我这次TensorFlow的升级之路，可以用一句话来概括：“山重水复疑无路，柳暗花明又一村”

1.1环境分析

1、目标：升级到TensorFlow-GPU 2.0

2、原有环境:

Python3.6，TensorFlow-GPU 1.6，ubuntu16.04，GPU驱动为NVIDIA-SMI 387.26

3、“硬核”：

①如果要升级到TensorFlow-gpu 2.0,cuda 应该是10.+，而10.+，根据表1-1可知，GPU的Driver Version应该>=410+,但我目前的Driver Version 387.26。

②TensorFlow支持Python3.7

4、在安装TensorFlow-gpu 2.0之前需要做的事情

①升级GPU Driver Version>=410（最关键）

②安装Python3.7

③安装cuda 10

④安装TensorFlow-gpu 2.0

1.2参考资料

以下这些参考资料在安装过程中可能需要。

1、如何查找GPU型号与Driver version之间的关系？

安装新的支持cuda10+的驱动，具体安装驱动程序，可登录：

https://www.nvidia.com/Download/Find.aspx?lang=en-us 得到图1-1界面，输入对于GPU型号获取对于驱动程序。

图1-1 GPU型号及产品系列兼容的Driver版本

2、安装GPU驱动有哪些常用方法？

安装GPU驱动有一些3种方法，前2种操作比较简单，第3种NVIDIA推荐的手动安装方法，定制比较高，但比较繁琐。

①使用标准Ubuntu仓库进行自动化安装

②使用PPA仓库进行自动化安装

③使用官方的NVIDIA驱动进行手动安装

3、如何查看当前内核？

安装过程中，可能会出现/boot目录空间问题，这些需要通过一些方法保证/boot空间，方法有删除一些非当前使用的内核或扩充/boot空间等方法。

①查看内核列表

sudo dpkg --get-selections |grep linux-image

②查看当前使用的内核

uname -r

③删除内核方法

sudo apt-get remove linux-image-***-generic

1.3 安装的准备工作

1、查看显卡基本信息

通过命令nvidia-smi 查看显卡基本信息：

NVIDIA-SMI 387.26 Driver Version: 387.26

2、nvidia 驱动和cuda runtime 版本对应关系

查看nvidia官网：

https://docs.nvidia.com/cuda/cuda-toolkit-release-notes/index.html

表1-1 CUDA与其兼容的Driver版本

从上表可知，因我目前的GPU驱动版本为：Driver Version: 387.26，无法安装cudnn10+

需要升级GPU驱动。

1.4 升级GPU驱动

Ubuntu 社区建立了一个命名为 Graphics Drivers PPA 的全新 PPA，专门为 Ubuntu 用户提供最新版本的各种驱动程序，如Nvidia 驱动。
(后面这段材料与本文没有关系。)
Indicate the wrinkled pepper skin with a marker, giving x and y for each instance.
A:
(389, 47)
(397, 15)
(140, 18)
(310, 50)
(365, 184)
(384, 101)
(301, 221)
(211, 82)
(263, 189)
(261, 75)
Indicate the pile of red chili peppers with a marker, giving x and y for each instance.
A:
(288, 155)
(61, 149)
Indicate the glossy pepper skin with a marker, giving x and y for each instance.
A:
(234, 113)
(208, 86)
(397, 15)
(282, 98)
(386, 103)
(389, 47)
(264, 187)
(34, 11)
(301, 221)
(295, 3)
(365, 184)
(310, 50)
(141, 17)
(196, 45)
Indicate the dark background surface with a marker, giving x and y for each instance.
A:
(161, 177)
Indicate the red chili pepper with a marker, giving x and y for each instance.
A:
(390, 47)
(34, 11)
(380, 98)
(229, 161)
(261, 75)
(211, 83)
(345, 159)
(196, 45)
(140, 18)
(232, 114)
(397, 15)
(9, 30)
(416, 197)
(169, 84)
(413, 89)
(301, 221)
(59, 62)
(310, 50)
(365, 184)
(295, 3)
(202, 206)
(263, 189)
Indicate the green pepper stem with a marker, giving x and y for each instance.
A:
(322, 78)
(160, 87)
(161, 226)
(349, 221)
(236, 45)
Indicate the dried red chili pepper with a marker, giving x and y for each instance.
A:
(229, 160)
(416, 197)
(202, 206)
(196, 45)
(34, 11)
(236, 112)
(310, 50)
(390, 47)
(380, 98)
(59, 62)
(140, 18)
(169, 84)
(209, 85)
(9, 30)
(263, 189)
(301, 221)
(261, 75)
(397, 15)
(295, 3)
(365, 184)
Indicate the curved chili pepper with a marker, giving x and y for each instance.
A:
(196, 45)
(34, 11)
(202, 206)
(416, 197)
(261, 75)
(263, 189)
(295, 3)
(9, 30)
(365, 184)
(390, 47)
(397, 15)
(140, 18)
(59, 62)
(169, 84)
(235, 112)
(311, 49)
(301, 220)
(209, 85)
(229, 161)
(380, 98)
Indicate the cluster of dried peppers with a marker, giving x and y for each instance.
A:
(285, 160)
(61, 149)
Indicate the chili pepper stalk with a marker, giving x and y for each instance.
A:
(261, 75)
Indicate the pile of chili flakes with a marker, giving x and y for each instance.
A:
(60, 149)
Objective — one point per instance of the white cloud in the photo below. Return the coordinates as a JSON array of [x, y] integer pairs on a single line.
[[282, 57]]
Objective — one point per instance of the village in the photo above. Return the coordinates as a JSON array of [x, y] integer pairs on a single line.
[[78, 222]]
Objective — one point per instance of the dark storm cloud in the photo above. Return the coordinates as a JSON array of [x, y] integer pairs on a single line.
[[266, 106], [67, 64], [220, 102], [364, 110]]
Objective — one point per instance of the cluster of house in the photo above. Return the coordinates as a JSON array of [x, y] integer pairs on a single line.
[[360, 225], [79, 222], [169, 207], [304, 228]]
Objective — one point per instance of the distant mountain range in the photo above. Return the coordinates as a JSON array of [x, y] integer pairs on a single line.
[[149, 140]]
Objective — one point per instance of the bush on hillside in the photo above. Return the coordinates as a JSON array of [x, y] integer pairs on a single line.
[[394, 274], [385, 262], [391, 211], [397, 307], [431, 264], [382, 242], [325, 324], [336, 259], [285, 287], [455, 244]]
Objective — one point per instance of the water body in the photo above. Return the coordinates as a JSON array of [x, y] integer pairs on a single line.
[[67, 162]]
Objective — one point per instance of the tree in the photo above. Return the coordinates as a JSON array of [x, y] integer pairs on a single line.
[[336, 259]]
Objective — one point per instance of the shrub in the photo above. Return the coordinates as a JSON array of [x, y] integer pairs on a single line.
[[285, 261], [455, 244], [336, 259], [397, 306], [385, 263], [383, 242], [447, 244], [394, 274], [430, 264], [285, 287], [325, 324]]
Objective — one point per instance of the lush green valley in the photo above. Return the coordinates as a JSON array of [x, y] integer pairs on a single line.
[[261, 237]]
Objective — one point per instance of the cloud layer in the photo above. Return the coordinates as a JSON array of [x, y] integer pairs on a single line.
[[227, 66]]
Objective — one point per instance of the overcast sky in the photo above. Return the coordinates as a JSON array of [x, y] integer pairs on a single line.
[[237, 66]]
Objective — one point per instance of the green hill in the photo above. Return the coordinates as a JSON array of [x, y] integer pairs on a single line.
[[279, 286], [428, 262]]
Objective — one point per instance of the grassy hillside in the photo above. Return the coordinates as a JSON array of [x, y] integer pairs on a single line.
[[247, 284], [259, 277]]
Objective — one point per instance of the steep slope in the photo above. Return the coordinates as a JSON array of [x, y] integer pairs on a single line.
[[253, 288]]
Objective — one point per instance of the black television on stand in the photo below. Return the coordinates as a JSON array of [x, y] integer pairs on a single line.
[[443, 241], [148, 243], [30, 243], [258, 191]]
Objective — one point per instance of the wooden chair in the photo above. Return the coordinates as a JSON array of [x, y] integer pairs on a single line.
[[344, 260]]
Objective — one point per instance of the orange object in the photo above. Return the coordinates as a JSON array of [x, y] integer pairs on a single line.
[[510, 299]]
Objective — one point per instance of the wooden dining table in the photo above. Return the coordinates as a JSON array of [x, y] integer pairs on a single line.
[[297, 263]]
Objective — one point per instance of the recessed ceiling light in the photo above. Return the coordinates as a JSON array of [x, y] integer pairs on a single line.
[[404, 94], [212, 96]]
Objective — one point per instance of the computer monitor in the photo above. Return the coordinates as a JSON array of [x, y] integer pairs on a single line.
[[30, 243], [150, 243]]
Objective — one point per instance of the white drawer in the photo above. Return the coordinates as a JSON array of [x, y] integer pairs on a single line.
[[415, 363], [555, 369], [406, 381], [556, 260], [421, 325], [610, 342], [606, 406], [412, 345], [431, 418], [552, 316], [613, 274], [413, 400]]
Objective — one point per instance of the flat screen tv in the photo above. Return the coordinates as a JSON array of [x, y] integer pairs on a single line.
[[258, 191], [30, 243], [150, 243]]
因此我采用通过 PPA 为 Ubuntu 安装 Nvidia 驱动程序，即使用PPA仓库进行自动化安装。

1、卸载系统里的Nvidia低版本显卡驱动

sudo apt-get purge nvidia*

2、把显卡驱动加入PPA

sudo add-apt-repository ppa:graphics-drivers

3、更新apt-get

sudo apt-get update

4、查找显卡驱动最新的版本号

sudo apt-get update

返回如下信息

UbeiY3Q.png!web

5、采用apt-get命令在终端安装GPU驱动

sudo apt-get install nvidia-418 nvidia-settings nvidia-prime

6、重启系统并验证

（1）重启系统

sudo reboot

（2）查看安装情况

在终端输入以下命令行

lsmod | grep nvidia

如果没有输出，则安装失败。成功安装会有如下类似信息。

（3）查看Ubuntu自带的nouveau驱动是否运行

lsmod | grep nvidia

如果终端没有内容输出，则显卡驱动的安装成功！

（4）使用nvidia-smi查看GPU驱动是否正常

至此，GPU驱动已成功安装，版本为418，接下来就可安装PTensorFlow、Pytorch等最新版本了！

1.5安装Python3.7

1、安装python3.7

因TensorFlow-GPU 2.0支持python3.7，故需删除python3.6，安装python3.7

（1）使用rm -rf 命令删除目录：anaconda3

rm -rf anaconda3

（2）到anaconda官网下载最新的最新的anaconda3版本

得到如下界面：

图1-2 下载anaconda界面

下载很快，506MB，5分钟左右就下载完成。

得到sh程序包：Anaconda3-2019.10-Linux-x86_64.sh

（3）安装python3.7

在命令行执行如下命令：

bash Anaconda3-2019.10-Linux-x86_64.sh

安装过程中，会有几个问题，一般回答yes即可：

第一个问题：

Do you accept the license terms? [yes|no]

选择yes

第二个问题：

Anaconda3 will now be installed into this location:

~/anaconda3

- Press ENTER to confirm the location

- Press CTRL-C to abort the installation

- Or specify a different location below

按回车ENTER即可

第三个问题：

Do you wish the installer to initialize Anaconda3

by running conda init? [yes|no]

选择yes将把Python安装目录，自动写入.bashrc文件

（4）使用命令conda list查看已安装的一些版本

1.6安装TensorFlow-GPU 2.0

如果使用conda安装TensorFlow-gpu 2.0，可用一个命令搞定，如果用pip安装需要3步。

1.6.1 用conda安装

使用conda安装tensorflow-gpu时，它会自动下载依赖项，比如最重要的cuda和cudnn等，其中cuda将自动安装10版本。

①先查看能安装的TensorFlow包

conda search tensorflw

②安装TensorFlow-GPU 2.0

conda install tensorflow-gpu=2.0.0

1.6.2用pip安装

①先安装cudatoolkit

pip install cudatoolkit==10.0

②安装cudnn

pip install cudnn

③安装TensorFlow-gpu 2.0

pip install tensorflow-gpu==2.0.0

【说明】

①如果使用conda环境(如果只有一个Python版本，也可不使用conda环境)，创建环境时，采用conda create -n tf2 python=3.7，而不是之前版本的source create *。激活环境也是用conda activate tf2 。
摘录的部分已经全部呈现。